Il y a quelque chose de profondément émouvant dans la trajectoire de George Martin. On pense d’abord à l’enfant londonien devenu musicien, puis au producteur studieux qui s’amuse avec la bande magnétique sur des disques comiques, puis à l’homme mûr qui voit débarquer quatre garçons de Liverpool et comprend peu à peu qu’il tient quelque chose d’énorme. On le suit ensuite dans la montée vertigineuse, dans les inventions de studio, dans les conflits, dans les triomphes, dans les séparations, dans l’après. Et l’on comprend qu’au fond, son histoire raconte une vérité simple : le génie n’est presque jamais une aventure solitaire.
Les Beatles avaient le feu. George Martin leur a souvent fourni l’architecture où ce feu pouvait brûler sans se perdre. Ils avaient l’instinct, la grâce, l’humour, l’audace. Il avait la science, la patience, le goût, l’art de faire tenir ensemble des forces centrifuges. C’est peut-être cela, au fond, qui fait de lui le meilleur candidat au titre de cinquième Beatles. Non pas une présence supplémentaire dans le cadre, mais la charpente discrète qui permet à l’image de ne pas s’effondrer.
Dans un monde plus bête, George Martin serait resté pour l’histoire un simple producteur prestigieux, un nom en petits caractères au dos des pochettes.
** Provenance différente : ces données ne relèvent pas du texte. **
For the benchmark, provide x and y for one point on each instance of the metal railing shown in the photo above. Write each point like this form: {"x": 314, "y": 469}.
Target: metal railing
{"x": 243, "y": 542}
Heureusement, la musique est parfois plus juste que les hiérarchies. Elle garde la trace de ceux qui ont réellement compté. Chaque fois qu’on entend le piano baroque de In My Life, les cordes décharnées d’Eleanor Rigby, les boucles de Tomorrow Never Knows, la soudure impossible de Strawberry Fields Forever, le vertige orchestral de A Day in the Life ou la majesté construite du medley de Abbey Road, on entend autre chose qu’un simple savoir-faire professionnel. On entend la présence d’un homme qui savait écouter les idées les plus folles et leur donner une forme inoubliable.
Voilà pourquoi la formule tient. Voilà pourquoi elle résiste aux décennies, aux querelles d’égo, aux révisions historiques et aux débats de spécialistes. George Martin n’est pas un Beatles au sens administratif. Il est un Beatles au sens artistique profond. Il appartient à l’œuvre. Il appartient au son. Il appartient à la métamorphose. Et si les Beatles ont changé la musique populaire, lui a changé la manière dont leurs changements pouvaient advenir.
En définitive, répondre à la question « qui est le cinquième Beatles ? » par le nom de George Martin n’est pas une manière paresseuse de clore le débat. C’est au contraire une façon exigeante de reconnaître que, dans l’histoire du rock, il existe des créateurs dont la place ne se mesure ni à la visibilité ni à la possession d’un micro. Martin n’a pas seulement produit des chansons. Il a aidé à inventer un continent sonore. Il a accompagné quatre jeunes hommes jusqu’à ce point rarissime où la pop devient art majeur sans perdre sa grâce populaire. Et pour cela, oui, il mérite pleinement ce titre.
Plus encore : il le mérite parce qu’il l’a obtenu sans jamais le réclamer.